Im Kino

Einfach wieder Film

Die Filmkolumne. Von Janis El-Bira, Lukas Foerster
30.08.2018. In Sergei Loznitsas verstörendem neuen Film "Donbass" führt kein Filmschnitt verlässlich von A nach B. Susanna Fogels Agentenkomödie "Bad Spies" fehlt, einer gut aufgelegten Kate McKinnon zum Trotz, der letzte Wille zur Eskalation.
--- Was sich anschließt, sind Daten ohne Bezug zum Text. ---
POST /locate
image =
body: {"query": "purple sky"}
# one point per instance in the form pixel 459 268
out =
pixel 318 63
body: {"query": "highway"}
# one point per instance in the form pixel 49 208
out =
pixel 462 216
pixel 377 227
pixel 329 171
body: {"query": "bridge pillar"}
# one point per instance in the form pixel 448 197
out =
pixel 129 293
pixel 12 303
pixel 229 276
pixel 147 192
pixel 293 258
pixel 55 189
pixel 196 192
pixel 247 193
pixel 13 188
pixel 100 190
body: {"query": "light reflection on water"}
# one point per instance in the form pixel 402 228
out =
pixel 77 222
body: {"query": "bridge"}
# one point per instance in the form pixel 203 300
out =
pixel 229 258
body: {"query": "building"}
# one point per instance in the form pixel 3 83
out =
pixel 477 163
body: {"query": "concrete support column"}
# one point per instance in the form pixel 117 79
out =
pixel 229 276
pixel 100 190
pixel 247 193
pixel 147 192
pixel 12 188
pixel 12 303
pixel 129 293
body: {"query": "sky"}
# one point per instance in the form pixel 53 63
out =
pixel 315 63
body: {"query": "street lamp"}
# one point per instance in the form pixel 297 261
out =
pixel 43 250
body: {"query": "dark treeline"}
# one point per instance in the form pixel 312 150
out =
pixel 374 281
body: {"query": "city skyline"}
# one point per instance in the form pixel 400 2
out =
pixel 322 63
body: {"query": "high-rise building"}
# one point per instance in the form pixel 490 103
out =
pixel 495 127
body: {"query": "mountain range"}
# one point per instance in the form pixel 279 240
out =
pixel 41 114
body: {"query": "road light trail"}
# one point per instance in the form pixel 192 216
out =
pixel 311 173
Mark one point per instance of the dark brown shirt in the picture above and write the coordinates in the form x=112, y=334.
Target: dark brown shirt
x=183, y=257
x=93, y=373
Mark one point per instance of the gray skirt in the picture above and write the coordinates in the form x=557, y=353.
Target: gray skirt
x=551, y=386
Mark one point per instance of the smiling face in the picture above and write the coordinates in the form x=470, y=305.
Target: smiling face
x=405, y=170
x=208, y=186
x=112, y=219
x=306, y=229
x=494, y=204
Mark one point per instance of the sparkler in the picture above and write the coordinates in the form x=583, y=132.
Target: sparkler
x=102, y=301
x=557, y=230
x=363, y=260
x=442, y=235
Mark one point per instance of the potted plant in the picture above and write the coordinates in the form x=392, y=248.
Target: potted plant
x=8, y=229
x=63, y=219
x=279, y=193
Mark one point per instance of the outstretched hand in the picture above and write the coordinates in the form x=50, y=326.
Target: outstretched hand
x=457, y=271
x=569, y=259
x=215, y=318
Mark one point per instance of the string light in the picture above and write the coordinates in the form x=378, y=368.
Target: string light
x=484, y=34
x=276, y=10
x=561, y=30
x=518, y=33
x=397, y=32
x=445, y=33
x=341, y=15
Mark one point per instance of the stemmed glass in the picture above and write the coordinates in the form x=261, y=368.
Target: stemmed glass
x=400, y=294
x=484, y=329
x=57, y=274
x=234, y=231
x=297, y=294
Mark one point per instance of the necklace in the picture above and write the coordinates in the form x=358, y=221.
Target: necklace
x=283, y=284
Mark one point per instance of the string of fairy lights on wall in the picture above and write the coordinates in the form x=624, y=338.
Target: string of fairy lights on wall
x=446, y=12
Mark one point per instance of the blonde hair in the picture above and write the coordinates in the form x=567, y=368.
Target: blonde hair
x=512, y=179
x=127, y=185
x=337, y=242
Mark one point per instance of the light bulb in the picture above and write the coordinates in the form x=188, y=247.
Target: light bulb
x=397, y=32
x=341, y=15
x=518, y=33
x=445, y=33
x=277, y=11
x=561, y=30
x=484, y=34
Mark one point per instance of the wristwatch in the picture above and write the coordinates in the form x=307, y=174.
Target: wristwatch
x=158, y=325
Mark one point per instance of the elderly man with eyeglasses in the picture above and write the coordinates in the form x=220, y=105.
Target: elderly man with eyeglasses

Alles, was an Sergei Loznitsas neuem Film "Donbass" verwirrt, verstört und frustriert, ist schon in den ersten fünf Minuten im Bild. Man sieht: mutmaßliche Laien-Filmschauspieler in der Maske. Eine Frau wird geschminkt, sie verlangt stärkere Ränder unter den Augen. Die Tür geht auf, jemand erklärt: Alle raus, es wird evakuiert. Die Schauspieler rennen, Schüsse fallen. Nach dem ersten Schnitt des Films steht die Frau mit den falschen Augenrändern vor einem ausgebrannten Bus und gibt ein Fernsehinterview. Sie habe in ihrem Laden gearbeitet, als sie die Explosionen hörte: "Alles scheint unwirklich, furchtbar und vollkommen unmöglich." Ab diesem Moment ist klar, dass die Dinge verrückt sind in "Donbass" und zwar verrückter noch als einfach nur durchgedreht.

Loznitsas Film wirft seinen Blick auf den schon wieder halb vergessenen, unendlich komplizierten Krieg im Donezkbecken in der Ostukraine wie durch ein defektes Kaleidoskop. Zwar entsteht mit jeder Drehung ein neues Bild, reihen sich dreizehn Szenen vignettenhaft aneinander, doch der Mechanismus scheint gestört. Immer bleibt ein Rest des Vorangegangenen oder ein Hinweis auf das Kommende im Sichtfeld hängen. Verstörend ist das, weil Loznitsas Ästhetik auf den ersten Blick strengen dokumentarischen Naturalismus behauptet. Die Kamera in "Donbass" scheint zu sammeln, was das Schlachtfeld dieses Krieges ihr bietet. Manchmal wird sie regelrecht mit hineingerissen in den Sog der Gewalt und muss - wie beim Beschuss des Anfangs - rennen und fliehen. Die große Stilisierung, mit der Loznitsa und sein Kameramann Oleg Mutu eigentlich agieren, zeigt sich oft erst in den Details am Bildrand. Wenn etwa später im Film der ausgebombte Bus vom Beginn in den TV-Nachrichten auftaucht, dann verweist "Donbass" auch auf seine eigene Konstruktion: Das seltsam gestellt wirkende Bombardement entpuppt sich als realer Angriff auf die Inszenierung einer Propagandashow. In Zeiten von Fake News führt kein Filmschnitt mehr verlässlich von A nach B. Auch nicht der eigene.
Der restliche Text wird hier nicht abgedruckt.